Vendredi Saint 10 avril 2009 - Célébration de la Passion du Seigneur

Le soleil et la lune ont le même diamètre apparent

Isaïe 52,13 à 53,12 - Psaume 30,2.6.12-17.25 - Hébreux 4,14-16 et 5,7-9 - Jean 18,1 à 19,42
vendredi 10 avril 2009.
 

Le soleil et la lune ont le même diamètre apparent. C’est-à-dire que, vu de la terre, l’une se superpose exactement à l’autre. C’est une coïncidence : il se trouve que le soleil a un diamètre 400 fois plus grand que la lune, mais qu’il est 400 fois plus loin, si bien qu’ils paraissent pareils à nos yeux.

De même, une catastrophe atteignant des centaines d’étrangers ne nous impressionne pas plus que la souffrance d’un seul de nos proches.

L’éloignement au demeurant n’est pas toujours kilométrique. Pour les soldats, Jésus, ce juif condamné au supplice, n’est guère un homme comme eux. Plus qu’un semblable, il leur paraît “une chose qu’on jette”, selon l’expression du Psaume 30 (31).

Pendus par les bras, les crucifiés mouraient lentement d’asphyxie ; prenant appui sur leurs pieds calés ou cloués, se repoussant sur les jambes, ils parvenaient à aspirer un peu d’air, ce qui retardait d’autant leur fin. Au prix de douleurs atroces ils prolongeaient leur souffrance affreuse.

S’il fallait abréger leur supplice pour se débarrasser d’eux, on leur brisait donc les jambes. Jésus étant déjà mort, cela ne valait pas la peine de se fatiguer à lui casser les os. Mais par acquis de conscience, et par prudence, car les soldats devaient répondre sur leur tête de l’accomplissement de la sentence de mort, un soldat donne le coup de lance qui ne laisse subsister aucun doute sur l’état du supplicié. C’est un geste technique et économique, en somme.

Si donc Jésus a pu paraître lointain et indifférent à ses contemporains, combien plus aux hommes d’aujourd’hui.

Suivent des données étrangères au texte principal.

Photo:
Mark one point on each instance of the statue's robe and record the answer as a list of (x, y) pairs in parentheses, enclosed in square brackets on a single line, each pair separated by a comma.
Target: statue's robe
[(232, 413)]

Or, l’indifférence ne guette pas seulement les autres, elle peut nous atteindre aussi : le gentil petit Jésus éternel enfant sage ou le Christ abstrait comme un nom de Dieu en plus peuvent nous cacher le réalisme du sacrifice qui sauve le monde et nous aussi. Il s’agit donc particulièrement aujourd’hui de nous rapprocher de Jésus souffrant en contemplant sa passion, puisqu’en lui est le salut. Mais, au-delà de la célébration du Vendredi saint, comment nous rapprocher de lui chaque jour ?

Bien sûr, la première voie est de nous rendre proches de la souffrance des autres. Mais l’acceptation de celle qui nous échoit est une seconde voie qui ressemble à la première. Au lieu de nous raidir dans la plainte, la révolte ou le déni, nous pouvons choisir de recevoir l’épreuve en communion avec celle du Christ. En passant ainsi du subir au supporter nous nous rapprochons du Christ qui se donne librement pour nous.

Devant les contrariétés, les tracas et les agacements de la vie quotidienne, interrogeons-nous : « Faut-il vraiment que je proteste, que je refuse ou que je contre-attaque encore ce coup-ci ? Et si, pour une fois, je choisissais de supporter ? » Même de petites choses peuvent être ainsi « offertes à Jésus », des sacrifices minimes à côté de son supplice atroce. Car si notre cœur y est tout entier, le Seigneur les rapproche de lui, tout contre lui, au point qu’ils paraissent aussi grands que le sien, auxquels ils se superposent exactement. Ce n’est point là une coïncidence, mais l’œuvre de l’amour invincible du Seigneur de l’univers.